Unfortunately, the ‘thigh trade’ is booming at the time when Ghana’s HIV Prevalence rate  hit 1.37%, the Sentinel Survey (HSS) and National Prevalence and Estimate report for 2012 has revealed. The Western Region, which hosts Ghana’s oil deposit, recorded 2.4% HIV Prevalence rate higher than the national rate in 2012.
Another disturbing issue being complained about by the communities in the Jomoro District Assembly and the Shama Ahanta East Metropolis, which are close to the Jubilee field oil activities, is the flaring of associated national gas. Adding their voice to that of the communities, anti-gas flaring activists have warned that apart from the environmental and human health implications, Ghana would lose millions of dollars as a result of gas flaring.
This follows the Ghanaian government’s decision to allow Jubilee partners to flare gas from the Jubilee Field to save the oil wells from collapsing. The Jubilee partners – Tullow Plc, Kosmos, Anadarko, PetroSA and the Ghana National Petroleum Corporation (GNPC) were given approval to flare gas in late May this year, which is against the country’s “No Flaring Policy”.
The Head of Public Affairs of the Environmental Protection Agency (EPA), Angelina Mensah, whose agency and the Ministry of Energy and Petroleum approved the flaring insisted that they took the decision in the interest of the economy.
The Managing Director of Tullow Oil Ghana Limited, Charles Darku, said that production at the Jubilee Field had been reduced by almost 5,000 barrels every day because of their inability to flare the natural gas. The Tullow Oil Ghana, which is the unit operator of Jubilee Field and its partners are permitted to flare 500 Million Standard Cubic Feet (MMSCF) of gas per month until the end of October 2014.  However, the Africa Centre for Energy Policy (ACEP), a leading energy think-tank argued that much of this gas which is to be flared could be converted for domestic use and for electricity generation purposes.
This is because the country is faced with power generation shortage, so there was no excuse to flare Jubilee field gas in the first place, according opponents.  A Senior Energy Policy Manager at ACEP, Nasir Alfa Mohammed added: “By so doing the level of electricity generation in the country could be raised closer to meeting national demand.  This brings to the fore the importance of hastening the completion of the Western Corridor Gas Infrastructure Development Project to manage the gas to the benefit of Ghana rather than flaring the gas”.
In ACEP’s recent report on gas development in Ghana, it expressed disgust at the delay in the completion of the Gas Infrastructure Project popularly known as Atuabo Gas plant being constructed by SINOPEC, a Chinese firm.   The flaring of gas is yet another cost Ghana and Ghanaians have to suffer as a result of our indecision as a country which has led to the delay in the completion of the Atuabo Gas project,” the report said.

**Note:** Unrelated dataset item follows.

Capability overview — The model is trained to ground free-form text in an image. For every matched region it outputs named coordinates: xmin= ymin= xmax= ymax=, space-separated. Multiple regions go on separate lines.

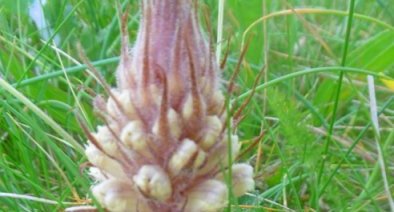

Mr. Alfa Mohammed and his crusaders at ACEP therefore strongly condemned the decision by Ghanaian government to allow the flaring of gas as they believe that enough due diligence was not done; and that the decision was largely influenced by financial consideration rather than the welfare of the people.  In the meantime, they recommended that the approval for flaring was effected, the process should be well monitored and the Jubilee partners must be compelled to disclose the volumes of gas flared on daily basis.